Why was she so upset? What had I said? Then I realised.
Shoot.
When she stopped crying quite so hard, I reached over and took her hand. She tried to pull it away then went limp.
“He meant something to you, didn’t he?”
“All this time I hoped Carlos was alive somewhere, that he would come back. He promised he’d take care of us. And now he’ll never see his baby.”
Her face crumpled as she dissolved into tears again.
CHAPTER 22
MY EYES SAUCERED and met Black’s. He shrugged, a tiny movement that told me he didn’t have a clue the baby belonged to Carlos either. And I’d just told Jane he’d exploded. Tactful, Emmy, real tactful. She must have been devastated. I knew this because I’d gone through the same thing nearly nine months ago, except for Carlos there would be no miracle comeback.

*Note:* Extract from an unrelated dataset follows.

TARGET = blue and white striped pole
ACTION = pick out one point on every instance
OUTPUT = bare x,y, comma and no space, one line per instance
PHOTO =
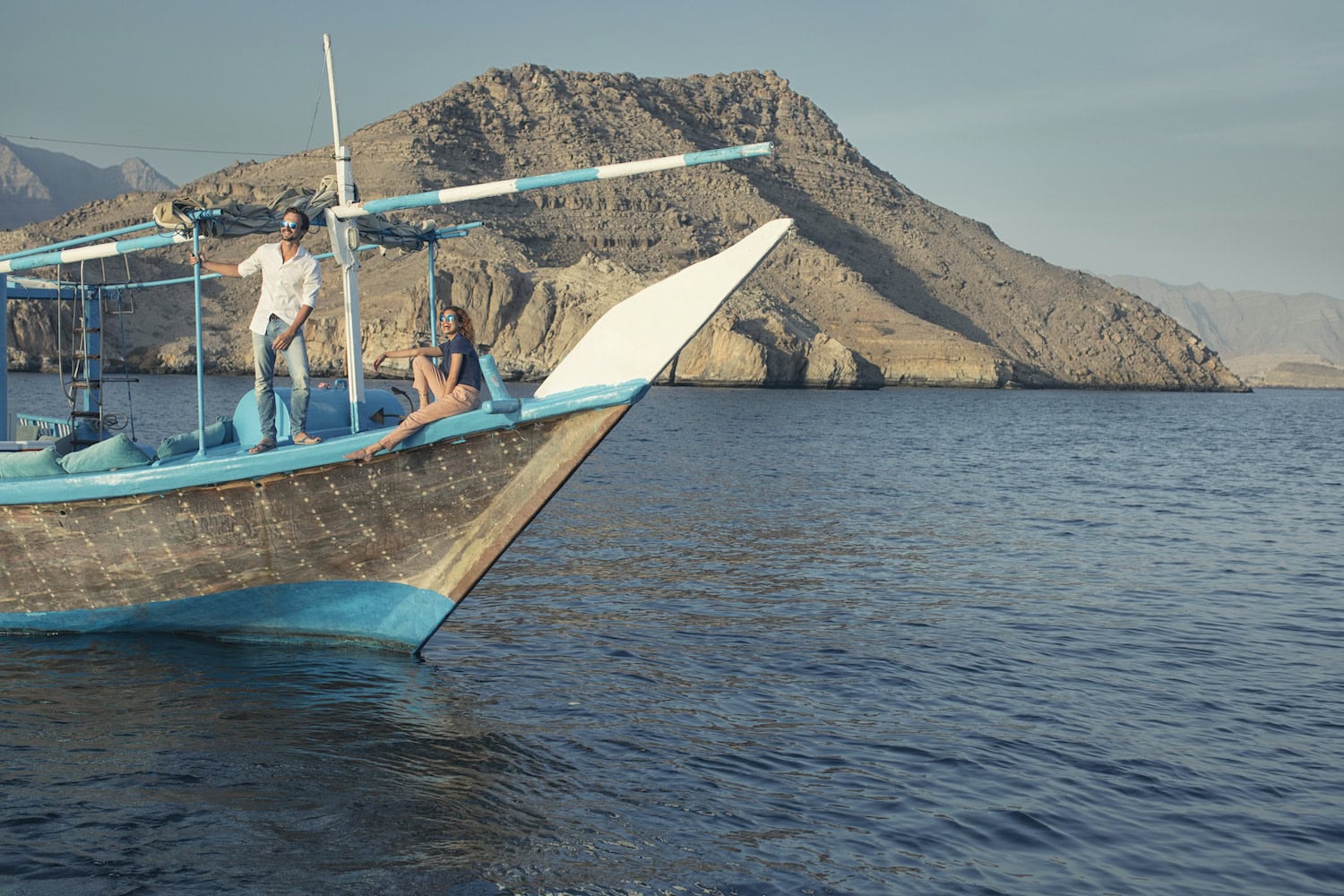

And Black had just found out he’d lost his brother. He may never have known him, but in some ways, I guessed that made it worse because now he never would. And the part of me I hated was pleased Carlos had died, and pleased Carlos was the father of Jane’s child, because that meant it wasn’t Black.

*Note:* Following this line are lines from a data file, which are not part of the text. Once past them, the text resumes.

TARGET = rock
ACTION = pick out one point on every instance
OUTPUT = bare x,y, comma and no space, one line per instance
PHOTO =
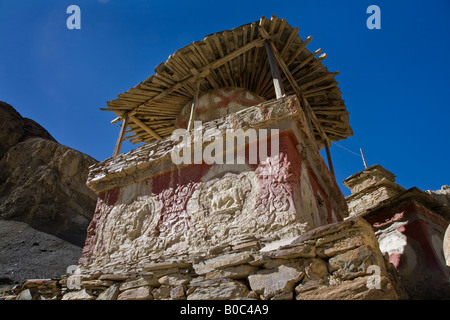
96,284
283,296
446,246
220,291
342,245
300,251
351,290
276,245
82,294
220,262
177,292
114,277
40,283
166,265
27,253
352,263
315,269
174,279
109,294
42,183
139,282
161,293
238,272
274,281
27,294
308,285
140,293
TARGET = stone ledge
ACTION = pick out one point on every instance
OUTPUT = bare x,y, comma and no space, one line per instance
287,269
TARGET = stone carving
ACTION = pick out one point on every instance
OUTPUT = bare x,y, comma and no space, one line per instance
174,216
226,195
274,177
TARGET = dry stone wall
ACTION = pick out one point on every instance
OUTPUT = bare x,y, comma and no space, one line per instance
336,261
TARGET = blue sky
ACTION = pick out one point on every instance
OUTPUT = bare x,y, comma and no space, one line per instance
394,80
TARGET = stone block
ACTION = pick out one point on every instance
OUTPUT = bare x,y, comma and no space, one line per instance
220,291
139,282
220,262
356,289
271,282
238,272
82,294
352,263
140,293
109,294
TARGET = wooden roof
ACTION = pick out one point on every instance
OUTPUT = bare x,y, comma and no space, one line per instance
233,58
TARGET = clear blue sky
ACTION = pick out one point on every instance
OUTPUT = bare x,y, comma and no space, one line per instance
395,81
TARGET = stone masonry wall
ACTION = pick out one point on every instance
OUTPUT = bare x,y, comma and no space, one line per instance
337,261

Jane recovered slightly and spoke again. “Carlos was kind. Not like the others at the compound.”
“Can you tell us more about him?” I asked gently.

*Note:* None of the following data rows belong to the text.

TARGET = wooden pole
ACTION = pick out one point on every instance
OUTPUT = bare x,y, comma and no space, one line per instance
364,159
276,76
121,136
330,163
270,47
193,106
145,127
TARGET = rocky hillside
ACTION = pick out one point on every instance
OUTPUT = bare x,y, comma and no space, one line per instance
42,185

She dabbed at her eyes with a tissue again, but nodded. “He saved me. Evil filled that family, pure evil, and he was the only good thing in it. At first, he didn’t speak much, but then he learned. We talked for hours when nobody was watching, about our lives and what we wished they could be. For years, we both dreamed of escaping from that terrible place.”
“Hang on, hold up a minute. Carlos was a prisoner too?”
“Not behind bars maybe, but Hector and Diego controlled him. They were cruel men. I’m glad they’re dead.”
“Do you know why Hector favoured Diego?”
“Because Diego was his biological son and Carlos wasn’t; that’s what Carlos told me. Every time he did something wrong, they would throw it back in his face.”
That fitted with Diego’s “stepbrother” comment. “So if Carlos wasn’t Hector’s son, why did he tell people he was?”
“Hector and his first wife adopted him. She’d always wanted a baby, and they tried for years and couldn’t have one. So one day, Hector came home with Carlos as a surprise for her. She adored him. Carlos said his early years were wonderful, but Hector changed when she died.”
I’d read about that in research notes Mack and Luke put together. “She got shot in a drive-by, didn’t she?”
“Yes. Shot. And without her there, Hector pushed Carlos away and left him to the servants to raise. Things only got worse when Hector remarried and had another son.”
“Diego.”
“Yes. He doted on Diego. They did the whole father/son bonding thing. Hector took him out shooting and fishing while Carlos got left at home. If he asked to go too, Hector would tell him it was a family outing, and he didn’t consider him family.”
“What a cruel thing to tell a child.”
“Hector was a monster.” Jane shuddered as she remembered. “But as Carlos got older, Hector put him to work doing the accounts. He’d spend all day with the spreadsheets, and then in the evenings he would come to me.”
“So he wasn’t allowed to leave the compound either?”
“Occasionally he left. He had meetings with lawyers, accountants, suppliers, people like that. Usually, one of Hector’s henchmen would fly or drive him wherever he needed to go.”
“Any idea why Carlos went to America?”
“I think so. He wanted to leave Colombia, and for the last few years, he kept telling me he had a plan to get us both out of there but it would take time.”